La plus grande étape de la guérison est de mettre votre confiance en Jésus-Christ comme votre Sauveur si vous ne l'avez pas déjà fait. Seuls, nous sommes séparés de Dieu et sans espoir. Mais Dieu a fourni un moyen pour que nous soyons en relation avec lui : Jésus-Christ (Jean 3 :16-18). Jésus est pleinement Dieu et pleinement humain. Il a vécu une vie parfaite. Il est mort sur la croix pour payer le prix de nos péchés. Puis Il est ressuscité, prouvant qu'Il est bien celui qu'Il prétend être et que Son sacrifice était une récompense suffisante pour nous (1 Corinthiens 15 :3-7 ; Philippiens 2 :5-11). Lorsque nous plaçons notre foi en lui, nous devenons enfant de Dieu (Jean 1 :12-13). Toutes les choses que nous avons faites contre Dieu sont pardonnées (Éphésiens 1 :3-10). Non seulement cela, mais le Saint-Esprit nous est donné pour vivre en nous (Éphésiens 1 :13-14). Dieu nous invite à entrer en relation avec Lui. En Lui, nos vies ont un sens et un but. Nous endurons encore les épreuves de ce monde, mais nous savons qu'un jour Dieu rendra le monde nouveau (Jean 16 :33 ; Jacques 1 :2-4 ; 1 Pierre 1 :6-9 ; Apocalypse 21-22). Nous espérons que nous serons avec lui pour l'éternité. Nous savons aussi qu'il est avec nous chaque jour de notre vie (Jean 14 :15-21, 26-27 ; 16 :12-15 ; Matthieu 28 :20). Nous ne sommes pas seuls!

Même les personnes qui connaissent Jésus comme Sauveur sont aux prises avec des émotions difficiles et des façons négatives de les gérer, comme l'automutilation. Mais nous n'avons pas à avoir honte. Dieu voit la douleur, et il peut nous aider à traverser. Nous devons nous rappeler qui est Dieu et qui nous sommes en Lui. Nous découvrons qui est Dieu et ce qu'Il dit de nous en lisant Sa Parole. Par exemple, voir Genèse 1 :1, Genèse 16 :13, Exode 3 :14, Psaume 103, Psaume 136, Psaume 139, Hébreux 13 :5-6, 8, Isaïe 40, Jacques 1 :16-17, 1 Jean 4. :8-10 et Apocalypse 4. La Bible nous montre également comment nous pouvons déverser nos émotions sur Dieu. Nous pouvons lui apporter notre douleur dans la prière. Voir Psaume 42, Psaume 46, Psaume 62, le livre de Job, le livre des Lamentations, 1 Rois 19, Habacuc 3, Luc 11 :9-13, Hébreux 4 :14-16 et 1 Pierre 5 :7, par exemple . Dieu nous donne aussi la famille des croyants pour nous encourager et marcher à nos côtés (Galates 6 :2, 9-10 ; Hébreux 10 :19-25 ; Romains 12 :15 ; Jacques 5 :13-16 ; Jean 13 :34-35 ).
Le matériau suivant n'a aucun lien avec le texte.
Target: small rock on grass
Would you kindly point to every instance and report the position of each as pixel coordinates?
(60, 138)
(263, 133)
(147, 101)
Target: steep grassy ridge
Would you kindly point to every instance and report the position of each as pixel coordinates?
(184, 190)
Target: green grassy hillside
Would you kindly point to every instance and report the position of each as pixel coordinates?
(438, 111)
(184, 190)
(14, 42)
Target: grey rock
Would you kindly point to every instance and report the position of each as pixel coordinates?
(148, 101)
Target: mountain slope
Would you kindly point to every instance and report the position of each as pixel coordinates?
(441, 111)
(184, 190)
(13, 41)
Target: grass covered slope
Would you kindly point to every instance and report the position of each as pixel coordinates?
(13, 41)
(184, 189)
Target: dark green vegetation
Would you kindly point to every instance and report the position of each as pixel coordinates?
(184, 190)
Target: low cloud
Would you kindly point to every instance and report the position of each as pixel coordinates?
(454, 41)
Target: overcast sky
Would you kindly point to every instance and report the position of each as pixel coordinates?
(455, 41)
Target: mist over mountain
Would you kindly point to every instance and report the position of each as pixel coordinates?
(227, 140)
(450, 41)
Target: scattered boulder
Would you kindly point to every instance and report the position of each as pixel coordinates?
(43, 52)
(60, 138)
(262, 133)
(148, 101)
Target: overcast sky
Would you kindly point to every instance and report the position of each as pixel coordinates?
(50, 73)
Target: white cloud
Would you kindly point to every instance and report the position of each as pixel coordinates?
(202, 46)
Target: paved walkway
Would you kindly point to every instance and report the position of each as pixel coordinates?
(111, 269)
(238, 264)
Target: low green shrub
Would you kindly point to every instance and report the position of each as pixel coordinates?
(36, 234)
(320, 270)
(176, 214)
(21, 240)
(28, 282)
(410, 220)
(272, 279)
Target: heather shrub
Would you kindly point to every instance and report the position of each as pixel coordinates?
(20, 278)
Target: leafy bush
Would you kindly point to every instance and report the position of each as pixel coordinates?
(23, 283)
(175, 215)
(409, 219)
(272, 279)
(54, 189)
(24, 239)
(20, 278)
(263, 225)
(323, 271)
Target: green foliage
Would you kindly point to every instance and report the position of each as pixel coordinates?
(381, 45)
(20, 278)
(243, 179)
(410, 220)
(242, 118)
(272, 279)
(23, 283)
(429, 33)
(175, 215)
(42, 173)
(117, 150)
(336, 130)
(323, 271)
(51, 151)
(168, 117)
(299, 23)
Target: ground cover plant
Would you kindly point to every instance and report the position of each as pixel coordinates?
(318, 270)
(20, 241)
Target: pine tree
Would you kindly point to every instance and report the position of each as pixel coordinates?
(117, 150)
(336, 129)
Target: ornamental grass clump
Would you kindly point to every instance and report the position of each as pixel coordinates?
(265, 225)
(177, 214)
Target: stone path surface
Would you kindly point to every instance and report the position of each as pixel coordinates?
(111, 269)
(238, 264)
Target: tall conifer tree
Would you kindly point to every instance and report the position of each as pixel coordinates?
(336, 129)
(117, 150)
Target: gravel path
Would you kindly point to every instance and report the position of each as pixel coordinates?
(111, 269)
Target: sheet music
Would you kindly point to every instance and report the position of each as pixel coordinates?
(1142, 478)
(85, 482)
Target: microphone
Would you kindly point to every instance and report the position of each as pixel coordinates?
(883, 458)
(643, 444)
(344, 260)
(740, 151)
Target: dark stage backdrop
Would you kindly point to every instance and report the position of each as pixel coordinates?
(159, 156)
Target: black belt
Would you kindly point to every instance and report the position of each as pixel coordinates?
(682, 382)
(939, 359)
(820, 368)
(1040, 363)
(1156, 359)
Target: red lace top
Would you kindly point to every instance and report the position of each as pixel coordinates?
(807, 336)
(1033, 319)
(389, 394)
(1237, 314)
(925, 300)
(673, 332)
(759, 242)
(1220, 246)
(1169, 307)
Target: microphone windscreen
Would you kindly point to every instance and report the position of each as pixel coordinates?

Alors tendez la main à d'autres croyants pour obtenir de l'aide.

Il sera également important de trouver des moyens pratiques d'arrêter de s'engager dans le comportement nuisible. Des choses comme prier, tenir un journal, faire des œuvres d'art, se promener, appeler un ami, prendre une douche ou simplement s'autoriser à pleurer peuvent être des activités de remplacement utiles lorsque l'envie de se faire du mal se fait sentir. Un conseiller peut vous aider à trouver un bon plan pour aider à freiner les comportements dommageables tout en vous aidant à apprendre de meilleurs mécanismes d'adaptation au stress émotionnel.

L'automutilation est un problème grave, mais il n'est pas insurmontable. La guérison et le rétablissement sont possibles avec Dieu avec le soutien d'êtres chers, de professionnels de la santé et de conseillers spirituels de confiance.